Ihre Anfrage möchte ich Ihnen auf Grundlage der angegeben Informationen verbindlich wie folgt beantworten:

Die Forderungshöhe wird sich durch Zinsen und Vollstreckungskosten erhöht haben. Es ist auch zulässig, für die Vereinbarung einer Ratenzahlung weitere Kosten in Rechnung zu stellen - bei einem Anwalt würde dafür eine Einigungsgebühr entstehen.

Ob die Forderung in der zuletzt geltend gemachten Höhe besteht, kann ohne genaue Prüfung der Unterlagen nicht festgesellt werden.

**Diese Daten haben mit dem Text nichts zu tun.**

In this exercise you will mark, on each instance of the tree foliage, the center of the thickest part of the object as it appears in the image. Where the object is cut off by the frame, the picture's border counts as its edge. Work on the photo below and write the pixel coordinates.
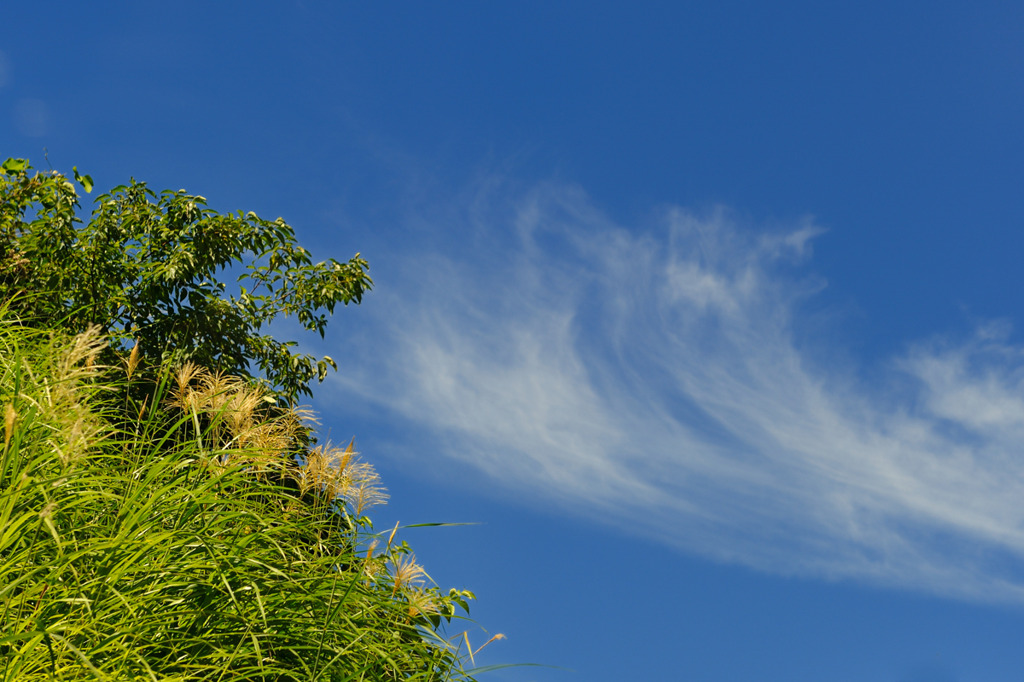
(157, 268)
(188, 529)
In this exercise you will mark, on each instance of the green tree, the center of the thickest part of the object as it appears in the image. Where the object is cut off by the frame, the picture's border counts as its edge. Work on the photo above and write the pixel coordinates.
(184, 529)
(156, 268)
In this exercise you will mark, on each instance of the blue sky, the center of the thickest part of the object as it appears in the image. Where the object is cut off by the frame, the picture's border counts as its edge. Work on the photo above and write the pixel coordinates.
(708, 313)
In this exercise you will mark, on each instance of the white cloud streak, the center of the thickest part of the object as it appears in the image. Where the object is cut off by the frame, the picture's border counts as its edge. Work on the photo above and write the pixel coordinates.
(659, 374)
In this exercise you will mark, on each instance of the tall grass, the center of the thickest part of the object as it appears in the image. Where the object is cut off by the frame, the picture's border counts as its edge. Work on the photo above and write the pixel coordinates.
(183, 533)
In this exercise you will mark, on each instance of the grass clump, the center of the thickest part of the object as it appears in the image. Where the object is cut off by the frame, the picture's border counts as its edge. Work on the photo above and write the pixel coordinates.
(184, 530)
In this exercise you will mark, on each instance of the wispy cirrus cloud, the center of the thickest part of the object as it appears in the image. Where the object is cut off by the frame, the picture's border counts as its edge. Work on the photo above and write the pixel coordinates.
(658, 373)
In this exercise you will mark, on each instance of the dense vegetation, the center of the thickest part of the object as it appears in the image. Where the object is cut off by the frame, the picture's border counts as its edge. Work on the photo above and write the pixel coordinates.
(165, 510)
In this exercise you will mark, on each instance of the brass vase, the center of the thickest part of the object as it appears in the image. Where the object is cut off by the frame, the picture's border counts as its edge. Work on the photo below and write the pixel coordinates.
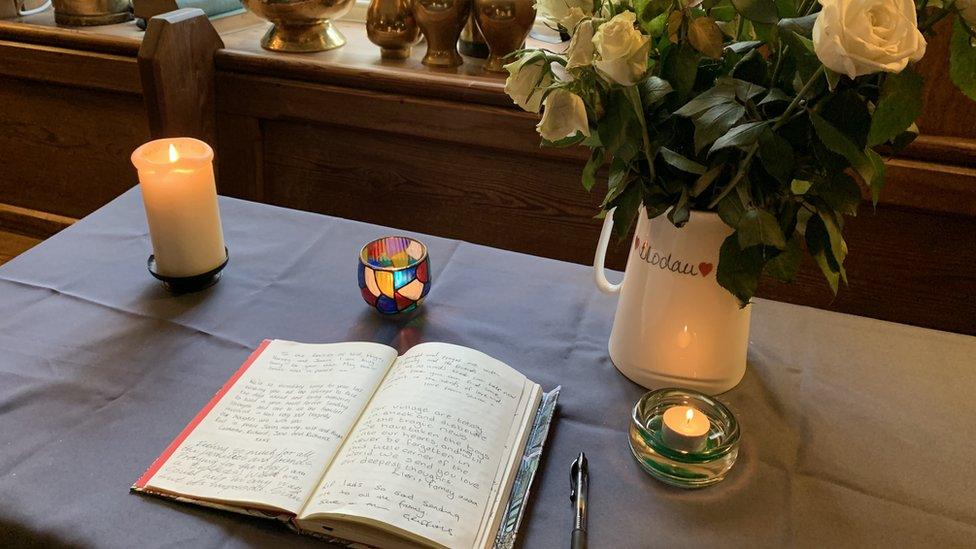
(391, 26)
(441, 22)
(301, 25)
(85, 13)
(504, 24)
(472, 43)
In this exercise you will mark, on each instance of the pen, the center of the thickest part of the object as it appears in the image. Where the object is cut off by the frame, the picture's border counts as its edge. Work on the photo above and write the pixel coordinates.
(579, 482)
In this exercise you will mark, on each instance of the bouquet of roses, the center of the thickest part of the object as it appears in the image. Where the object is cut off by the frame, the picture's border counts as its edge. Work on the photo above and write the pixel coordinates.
(771, 113)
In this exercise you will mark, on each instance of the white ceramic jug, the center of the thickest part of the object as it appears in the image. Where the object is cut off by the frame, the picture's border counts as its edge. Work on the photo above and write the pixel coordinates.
(675, 326)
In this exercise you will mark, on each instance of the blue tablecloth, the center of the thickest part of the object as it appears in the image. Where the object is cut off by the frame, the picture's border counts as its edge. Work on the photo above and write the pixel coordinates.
(856, 432)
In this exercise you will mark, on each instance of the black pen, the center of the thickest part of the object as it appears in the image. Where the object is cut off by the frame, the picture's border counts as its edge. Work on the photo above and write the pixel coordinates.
(579, 481)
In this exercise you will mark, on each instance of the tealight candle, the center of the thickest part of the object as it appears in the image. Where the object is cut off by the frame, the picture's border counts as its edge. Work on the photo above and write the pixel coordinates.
(685, 428)
(180, 196)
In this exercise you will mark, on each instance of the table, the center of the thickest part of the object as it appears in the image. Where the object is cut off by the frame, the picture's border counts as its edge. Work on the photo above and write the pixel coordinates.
(856, 432)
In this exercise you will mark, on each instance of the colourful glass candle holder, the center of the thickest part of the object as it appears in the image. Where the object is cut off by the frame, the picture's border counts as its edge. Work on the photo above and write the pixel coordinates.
(394, 274)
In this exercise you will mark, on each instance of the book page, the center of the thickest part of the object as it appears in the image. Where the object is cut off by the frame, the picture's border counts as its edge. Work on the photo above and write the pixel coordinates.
(272, 434)
(427, 454)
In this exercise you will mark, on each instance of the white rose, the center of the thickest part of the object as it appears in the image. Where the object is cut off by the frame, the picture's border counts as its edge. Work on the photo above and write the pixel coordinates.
(580, 52)
(858, 37)
(572, 19)
(563, 116)
(557, 10)
(621, 49)
(524, 85)
(967, 10)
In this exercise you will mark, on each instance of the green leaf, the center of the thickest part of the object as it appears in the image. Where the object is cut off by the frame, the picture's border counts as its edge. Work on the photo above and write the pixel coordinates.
(833, 79)
(818, 245)
(597, 158)
(763, 11)
(744, 47)
(653, 89)
(840, 192)
(738, 270)
(848, 112)
(680, 162)
(759, 227)
(800, 187)
(744, 90)
(751, 68)
(706, 179)
(838, 248)
(715, 122)
(777, 156)
(800, 25)
(877, 169)
(898, 106)
(705, 36)
(649, 9)
(656, 201)
(905, 138)
(680, 68)
(626, 204)
(716, 95)
(866, 162)
(962, 60)
(620, 129)
(680, 213)
(785, 265)
(774, 95)
(801, 51)
(565, 142)
(742, 135)
(730, 209)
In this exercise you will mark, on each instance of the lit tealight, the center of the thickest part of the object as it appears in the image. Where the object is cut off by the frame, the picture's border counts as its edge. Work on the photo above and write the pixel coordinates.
(685, 428)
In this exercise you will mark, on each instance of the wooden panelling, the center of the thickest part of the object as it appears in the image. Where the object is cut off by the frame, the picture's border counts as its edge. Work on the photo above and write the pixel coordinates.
(240, 162)
(472, 124)
(13, 244)
(66, 149)
(32, 222)
(947, 111)
(487, 196)
(69, 67)
(905, 265)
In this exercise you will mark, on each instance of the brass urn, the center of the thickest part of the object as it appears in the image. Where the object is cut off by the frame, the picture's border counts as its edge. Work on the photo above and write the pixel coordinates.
(301, 25)
(441, 21)
(391, 26)
(504, 24)
(85, 13)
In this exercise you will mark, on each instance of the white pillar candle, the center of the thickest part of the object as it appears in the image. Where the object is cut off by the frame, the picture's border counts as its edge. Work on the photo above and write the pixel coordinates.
(178, 190)
(685, 428)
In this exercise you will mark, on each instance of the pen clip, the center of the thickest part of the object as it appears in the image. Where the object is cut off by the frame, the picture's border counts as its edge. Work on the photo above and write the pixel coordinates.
(573, 475)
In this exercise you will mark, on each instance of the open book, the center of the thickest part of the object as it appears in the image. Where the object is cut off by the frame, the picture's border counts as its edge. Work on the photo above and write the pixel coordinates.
(350, 441)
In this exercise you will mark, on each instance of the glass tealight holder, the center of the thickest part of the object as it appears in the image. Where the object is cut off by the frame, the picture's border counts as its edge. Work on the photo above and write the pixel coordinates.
(696, 468)
(394, 274)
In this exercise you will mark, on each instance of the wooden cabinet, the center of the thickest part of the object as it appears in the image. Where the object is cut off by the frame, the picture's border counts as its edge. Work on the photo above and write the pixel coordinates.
(444, 152)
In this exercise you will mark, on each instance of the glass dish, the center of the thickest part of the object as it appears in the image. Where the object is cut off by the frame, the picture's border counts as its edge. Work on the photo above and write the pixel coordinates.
(685, 469)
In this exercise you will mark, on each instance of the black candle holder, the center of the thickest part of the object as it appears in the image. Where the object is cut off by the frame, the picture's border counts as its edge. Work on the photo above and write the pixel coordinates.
(188, 284)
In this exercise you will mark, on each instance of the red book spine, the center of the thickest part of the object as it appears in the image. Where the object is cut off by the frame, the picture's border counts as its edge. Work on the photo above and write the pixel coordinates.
(158, 463)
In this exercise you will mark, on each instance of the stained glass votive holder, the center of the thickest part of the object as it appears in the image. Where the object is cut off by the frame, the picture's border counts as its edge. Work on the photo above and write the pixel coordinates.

Der Pfändungs- und Überweisungsbeschluss beinhaltet aber eine aktuelle Forderungsaufstellung - die weiter anfallenden Kosten sind jedoch ebenfalls Gegenstand der Zwangsvollstreckung und sollten ebenfalls von Ihnen bezahlt werden.

Ich hoffe, Ihre Frage verständlich beantwortet zu haben und bedanke mich für das entgegengebrachte Vertrauen. Bei Unklarheiten können Sie die kostenlose Nachfragefunktion benutzen.

Mit freundlichen Grüßen
Andreas Schwartmann, Rechtsanwalt


Rechtsanwalt Andreas Schwartmann
Fachanwalt für Miet- und Wohnungseigentumsrecht

Rückfrage vom Fragesteller 10.11.2012 | 21:11

Das wichtigste für mich war mein weiteres Vorgehen.
Ist es z.B sinnvoll einen Anwalt zu beauftragen mit dem Inkassounternehmen in Kontakt zu treten um eine verpflichtende Aussage darüber zu erhalten, wann meine Schuld beglichen ist.
z.B. 10 monatliche Raten a 100€ letzte Rate 01.8.2013 97€
Habe bei dem Inkassounternehmen kein gutes Gefühl und würde mich gerne absichern.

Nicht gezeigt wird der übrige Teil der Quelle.